SIEM INTEGRATION WITH Octopus deploy

Hi Team,

I am Prabhjot working on Octopus Deploy. I am looking for SIEM integration with Octopus Deploy and did not find any related documentation. Can you please guide me on this.

Thanks,
Prabhjot

Hi @prabhjotkour.91,

Thanks for getting in touch!

We don’t have any direct integration with SIEM; however, if you can perform the actions within SIEM via scripting or an API then you will be able to use Run a Script steps within your deployment process to run them.

Regards,
Paul

Hi Paul,

Thanks for the reply. Can you please provide link to document on this or the script or API endpoint, which will work out.

Thanks,
Prabhjot

In what way are you wanting to integrate with SIEM?

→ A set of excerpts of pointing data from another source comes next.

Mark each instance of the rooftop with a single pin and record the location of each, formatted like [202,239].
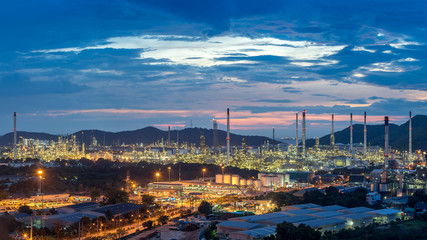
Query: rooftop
[293,219]
[323,222]
[356,210]
[259,232]
[82,205]
[385,212]
[120,208]
[329,208]
[327,214]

Is there some action you’re wanting to take during a deployment?

Hi Paul,

I saw that for audit streaming Octopus support splunk. Can you please let me know what format we will get on splunk for the audit streaming. Is it CEF format?

Thanks,
Prabhjot

Ah, ok, you’re wanting to stream the audit logs externally.

We do have some documentation regarding that here: Audit Stream | Documentation and Support

It’s worth noting that this feature is only available on our Enterprise-tier licenses.

I don’t believe we’re using CEF format but I’m currently unable to find any reference to this within the documentation or internally to confirm for certain.

This topic was automatically closed 31 days after the last reply. New replies are no longer allowed.